Some form of public-private partnership to create more favorable real estate conditions for club owners had long been a goal of proponents of Austin music, but the difficulty and risk of utilizing taxpayer dollars for many small land deals had proved to be a stumbling block.

Adler stressed Thursday that the Neighborly program will involve $10 million in private investment into a municipal bond, with no exposure for taxpayers or direct city involvement in investment or purchasing decisions.

The exact mechanism by which purchasing decisions would be made is still to be determined, but various models that have been suggested through the years involved community-minded investors pitching in to buy properties that house clubs, without hope for redevelopment or a profit-first mindset that would drive rents to unsustainable levels.

Don Pitts, manager of the city’s music and entertainment division, said the Neighborly minibond represents the strongest move yet to “move the needle” on the city’s goal of preserving music venues. He pointed to the work of the London Music Board as an example of an ambitious response to displacement of music venues that Austin could model.

“We’ve been lacking in big ideas like this that can have a larger impact,” he said. “The roles have not been defined yet, but we’ll be happy to work in whatever way we can.”

Pitts said prominent business owners who have been vocal music supporters in the past would make for likely candidates to take large investment positions in the city’s fund, but he wouldn’t single out any names this early in the process.

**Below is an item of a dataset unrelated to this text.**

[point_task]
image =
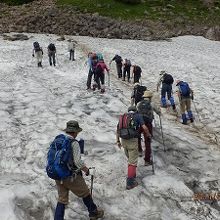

Graham Williams, a partner in the Sidewinder nightclub on Red River Street and concert promoter at venues all over Austin, said he looks forward to learning more about how the Neighborly minibond would work and praised the emphasis Adler has placed on strengthening Austin’s music ecosystem.

“When I see the challenges on Red River, it’s come because things have changed so much and downtown live music clubs are mostly a labor of love that no one is getting rich from,” he said. “The big question isn’t so much how can we get more (investment) money, but how can we operate with the constant new rules and restrictions being passed on businesses that are already struggling.”